それから数日して、北の公爵家のあの嫌な感じのご当主さんとご長男さん、側近さん、その他大勢でやってきた。落ち人のホールではあんなに自信満々で変なオーラ駄々洩れだったご当主さんが、倒産前の青色吐息の社長さんみたいな感じになっている。ちょっと同情した。
勇者君は、こっちに落ちてくる前、塾の帰りに無灯火で自転車乗っていて、車とぶつかったらしい。打撲だったのか打ち所が悪かっただけだったのかで、健康体になるための再構築では年齢はほとんど若返っていないという。もとから若いのだ。
みんなに別れも言えず、本人も死ぬとも思わずいきなりの落ち人の間のホールだったのだろう、勇者だって煽てられて乗せられているうちは良かったけど、スマホで家族の写真見て、ホームシックにかかっているんだろうなって思う。
わたしみたいに、末期癌で死にかけを実感してこっちに落ちたのではないだけに、今更日本で死にかけたショックと、もう日本に戻れない思いに、勇者として持ち上げられる生活に疑問を抱いただろう。
まだたった15歳の子どもなんだものね。
北の公爵当主には、日本は大学卒業する22歳ぐらいまでは子ども扱いなので、勇者だからといって、ワイバーン討伐とかまだ早い。ホームシックなら、元の環境に近い学校にでも入れて友達を作ってもらえるようにすれば元気が出てくると思う。
もう少し子ども扱いしてあげてください。そうじゃないと心が死んでしまう。少し甘やかしてあげて欲しいと頼んでおいた。
王都の王国立のお貴族様学校があるらしいので、寮にでもいれて、しばらく自由に過ごしてもらうことにするっていうので落ち着いた。
こっちの世界美少女も多い。優しい人も良い人も多いからすぐに青春を思い出してくれると良いな。
パソコンの方は、今回優秀な人をたくさん連れて来られたから、ひととおり教えてみた。やはり通販サイトで購入して、謎空間から物が出てくるのは皆さん驚かれる。わたしも何度見ても不思議だ。
そうそう、勇者君のスマホはインターネット繋がっていなかったようだ。充電した後「ネットはやっぱり使えないのか・・。」って落ち込んでいたと聞いた。
どうやら、わたしが複製したパソコンやスマホだけがインターネットに繋がりそうだ。規制が出来て良いかもしれないな。
あ、勇者君のスマホがわたしのスキルでもし繋がったら日本の家族や友達と繋がることは出来るんだろうか?わたしは日本に連絡を取りたい人がいなかったので、今の今までその可能性を忘れていたけど、どうだろう?
気になったので試してみたところ、パソコンから買ってみた自分の機種と違うスマホはインターネットが使えなかった。やっぱり本体とわたしが複製したものだけが、スキルインターネットの恩恵を受けるみたいだ。勇者君自分のスマホを手放せないのであればインターネットは使えないねという感じだ。勇者君スマホに既にインストールされていてWi-Fiに使わないゲームは使えるらしい。家族との写真があればそれでいいのかもしれないけどね。

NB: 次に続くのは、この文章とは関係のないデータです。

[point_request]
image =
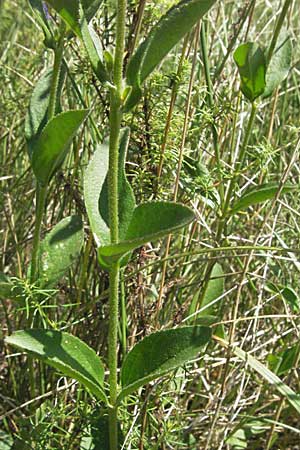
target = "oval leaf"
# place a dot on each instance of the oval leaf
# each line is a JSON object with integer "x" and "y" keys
{"x": 160, "y": 353}
{"x": 169, "y": 30}
{"x": 150, "y": 221}
{"x": 279, "y": 65}
{"x": 94, "y": 179}
{"x": 36, "y": 117}
{"x": 6, "y": 286}
{"x": 259, "y": 194}
{"x": 69, "y": 11}
{"x": 251, "y": 63}
{"x": 50, "y": 149}
{"x": 59, "y": 250}
{"x": 66, "y": 353}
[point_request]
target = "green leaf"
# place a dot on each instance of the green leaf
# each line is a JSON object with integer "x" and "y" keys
{"x": 291, "y": 298}
{"x": 50, "y": 149}
{"x": 93, "y": 47}
{"x": 279, "y": 65}
{"x": 97, "y": 435}
{"x": 169, "y": 30}
{"x": 288, "y": 359}
{"x": 6, "y": 286}
{"x": 238, "y": 440}
{"x": 37, "y": 7}
{"x": 259, "y": 194}
{"x": 150, "y": 221}
{"x": 94, "y": 179}
{"x": 270, "y": 377}
{"x": 215, "y": 289}
{"x": 6, "y": 441}
{"x": 126, "y": 196}
{"x": 59, "y": 249}
{"x": 69, "y": 11}
{"x": 36, "y": 117}
{"x": 66, "y": 353}
{"x": 160, "y": 353}
{"x": 251, "y": 63}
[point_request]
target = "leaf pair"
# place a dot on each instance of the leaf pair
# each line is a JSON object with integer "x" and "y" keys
{"x": 155, "y": 356}
{"x": 168, "y": 31}
{"x": 258, "y": 76}
{"x": 137, "y": 225}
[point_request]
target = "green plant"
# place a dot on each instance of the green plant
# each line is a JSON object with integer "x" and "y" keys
{"x": 120, "y": 226}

北からそんな便利なものならばパソコンもスマホも後3台ぐらい欲しいと要求された。勇者君とパソコンに対して目途がたったのか、しおしおの状態から偉そうな感じに変化してきた。
しおしおだった時はまだ可愛げあったのに。弱みを見せたらダメなのか、上に立つ人は大変だ。勇者君の件もあるし、ソーラー充電器は多めに渡しておいた。勇者君は少年だったから、自分のスマホさえ動けば、ノートパソコンには興味を示さないだろう。